“True as steel.—Chums at College and at Lincoln’s Inn—we have been Nisus and Euryalus, Theseus and Pirithous, Orestes and Pylades; and, to sum up the whole with a puritanic touch, David and Jonathan, all in one breath. Not even politics, the wedge that rends families and friendships asunder, as iron rives oak, have been able to split us.”
“True,” answered Markham: “and when you followed the King to Nottingham, and I enrolled under Essex, we swore, at our parting, that whichever side was victorious, he of us who adhered to it, should protect his less fortunate comrade.”
“Surely, man, surely; and have you not protected me accordingly? Did you not save me from hanging? and am I not indebted to you for the bread I eat?”
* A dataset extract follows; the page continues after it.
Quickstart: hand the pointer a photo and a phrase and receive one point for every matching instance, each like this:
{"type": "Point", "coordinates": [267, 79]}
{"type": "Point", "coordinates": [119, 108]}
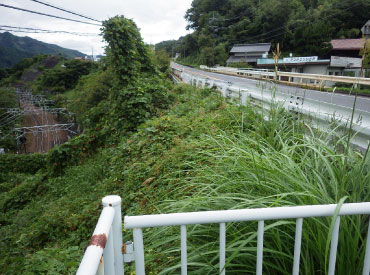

“I have but done that which, had the times been otherwise, you, my dear Wildrake, would, I am sure, have done for me. But, as I said, that is just what I wished to speak to you about. Why render the task of protecting you more difficult than it must necessarily be at any rate? Why thrust thyself into the company of soldiers, or such like, where thou art sure to be warmed into betraying thyself? Why come hollowing and whooping out cavalier ditties, like a drunken trooper of Prince Rupert, or one of Wilmot’s swaggering body-guards?”
“Because I may have been both one and t’other in my day, for aught that you know,” replied Wildrake. “But, oddsfish! is it necessary I should always be reminding you, that our obligation of mutual protection, our league of offensive and defensive, as I may call it, was to be carried into effect without reference to the politics or religion of the party protected, or the least obligation on him to conform to those of his friend?”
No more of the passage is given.